Incorporating Stanford code, the Livermore Brain represents the next big leap—the largest unsupervised learning–based deep neural network to date trained on image data. With 15 times as many parameters as Google Brain running on 98 nodes of Livermore’s Edge supercomputer, the Livermore Brain has nine layers and 15 billion trainable parameters. Using the YFCC100M database’s 99.2 million 300-by-300-pixel images, the network “learned” how to distinguish among a variety of image classes, including city skylines, buildings, aircraft, towers, and text, all without labeled training images.
Van Essen’s group is working to further improve the speed and efficiency of LBANN by developing techniques to maximize each node’s utilization—so that the network’s computing resources are used as fully as possible—while minimizing communication between the nodes, which slows down the network.
Researchers in Chen’s group have embarked on several projects funded by the Laboratory Directed Research and Development Program to improve the performance of and develop applications for LBANN. A collaboration between Lawrence Livermore and the University of California at San Francisco (UCSF) is working to apply electrocorticographic (ECoG) data from human brains to neural networks. The ECoG data, collected from epilepsy patients awaiting brain surgery to treat their condition, are used by surgeons to determine the areas of a patient’s brain on which to operate. Electrodes are implanted in their brains, and their activities in their hospital rooms are recorded on video cameras. The ECoG data thus provide a record of which areas of the brain are stimulated when the patient’s body engages in activities such as moving arms and hands to eat or using muscles in the legs and elsewhere to shift position in bed.
In this project, Livermore researchers Kofi Boakye, Alan Kaplan, and their UCSF colleagues will feed video of patients through deep neural networks and attempt to correlate brain activity patterns from ECoG data with these specific movements. “We’re interested both in what’s going on in the brain and how we can use the techniques we develop to improve computer vision and analysis,” explains Boakye. “We’re going to cast as broad a net as possible and use the project to help us identify applications of interest to a variety of users beyond the medical community.”
“The broader vision of Livermore’s neural network research,” explains Chen, “is to fuse different types of data—images, audio, video, and text—into a shared feature space where data of related concepts are proximal. Our framework for doing this is called the semantic wheel.

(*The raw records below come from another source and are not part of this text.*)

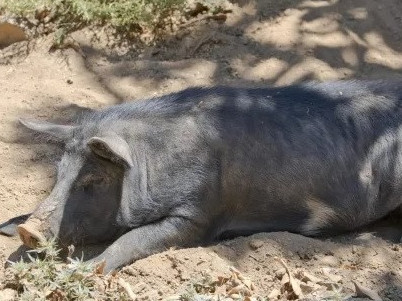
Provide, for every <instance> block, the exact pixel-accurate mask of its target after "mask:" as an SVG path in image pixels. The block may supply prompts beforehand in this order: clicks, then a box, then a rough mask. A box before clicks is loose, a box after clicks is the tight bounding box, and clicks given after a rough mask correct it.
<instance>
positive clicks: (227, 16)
mask: <svg viewBox="0 0 402 301" xmlns="http://www.w3.org/2000/svg"><path fill="white" fill-rule="evenodd" d="M233 2H234V4H233V7H232V8H233V10H232V11H233V12H232V13H229V14H228V15H227V19H226V22H225V23H223V24H222V23H220V22H216V21H213V20H207V21H200V22H195V23H192V24H191V26H188V27H185V26H183V28H182V29H180V30H179V31H178V32H176V33H175V34H173V35H171V36H170V37H167V38H165V39H163V40H162V41H160V42H159V43H157V44H156V45H155V46H153V47H151V49H147V50H146V51H145V52H144V53H143V54H142V55H137V56H134V57H133V55H132V53H131V54H130V55H129V56H127V55H126V56H125V55H120V56H119V55H117V54H110V53H108V54H107V53H106V52H105V51H103V50H102V49H97V50H95V49H91V46H90V45H84V46H83V49H84V52H85V54H86V55H87V56H88V62H89V63H88V68H89V69H90V70H91V71H92V72H94V73H95V74H97V76H98V77H99V79H100V80H101V81H102V83H103V84H104V85H105V86H106V87H108V89H110V90H111V91H113V94H114V95H116V96H117V98H118V99H120V100H121V101H123V100H132V99H135V98H138V97H144V96H150V95H149V91H154V93H155V94H163V93H166V92H170V91H174V90H180V89H182V88H185V87H188V86H195V85H206V86H211V85H216V84H225V85H236V86H238V85H243V86H250V85H266V84H273V85H285V84H290V83H295V82H301V81H306V80H332V79H344V78H386V77H396V76H397V77H399V76H401V70H402V46H401V43H400V40H401V39H402V31H401V30H400V28H401V25H402V20H401V18H400V17H399V15H400V14H401V13H402V4H401V3H400V2H399V1H397V0H395V1H392V0H391V1H387V2H386V3H381V4H380V3H378V2H377V1H337V0H329V1H279V2H278V1H272V0H271V1H265V0H261V1H256V2H253V1H233ZM239 7H240V8H239ZM100 56H102V57H106V58H107V60H108V61H109V63H108V64H104V65H103V66H98V65H97V64H91V61H93V62H96V59H95V58H96V57H100ZM119 61H120V62H119ZM151 95H152V94H151Z"/></svg>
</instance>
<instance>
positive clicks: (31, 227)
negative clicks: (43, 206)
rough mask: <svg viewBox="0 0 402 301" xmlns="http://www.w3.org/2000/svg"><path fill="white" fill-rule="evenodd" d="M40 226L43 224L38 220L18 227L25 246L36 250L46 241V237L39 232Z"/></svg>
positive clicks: (29, 219)
mask: <svg viewBox="0 0 402 301" xmlns="http://www.w3.org/2000/svg"><path fill="white" fill-rule="evenodd" d="M40 225H41V222H40V221H39V220H38V219H29V220H28V221H27V222H26V223H24V224H20V225H19V226H18V227H17V230H18V234H19V236H20V238H21V240H22V242H23V243H24V245H26V246H27V247H29V248H32V249H35V248H37V247H38V246H39V245H40V244H41V243H44V242H45V241H46V238H45V236H44V235H43V234H42V233H41V231H39V227H40Z"/></svg>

The spokes in the wheel are deep neural networks responsible for learning atomistic representations of individual data modalities. An alternating optimization procedure merges the output of individual spokes, resulting in a shared feature space that will enable the association of elements within images, audio, and video, with text descriptions and vice versa.”
The semantic wheel approach could soon be able to find a car or a face—or a person throwing a ball to a dog on a grass field in a park—within thousands of images, or find relationships among variables in millions of data points generated by a high-energy physics experiment, for instance. Livermore’s research is leading the way in this approach through the merging of HPC, advanced deep learning architectures, and the largest image data set ever published to create powerful new tools for basic science research and national security applications.
Key Words: artificial intelligence, artificial neural network (ANN), Edge supercomputer, electrocorticography (ECoG), epilepsy, high-performance computing (HPC), Laboratory Directed Research and Development Program, Livermore Big Artificial Neural Network (LBANN), Livermore Brain, machine learning, neuron, pattern recognition, semantic wheel, Yahoo Flickr Creative Commons 100 Million (YFCC100M).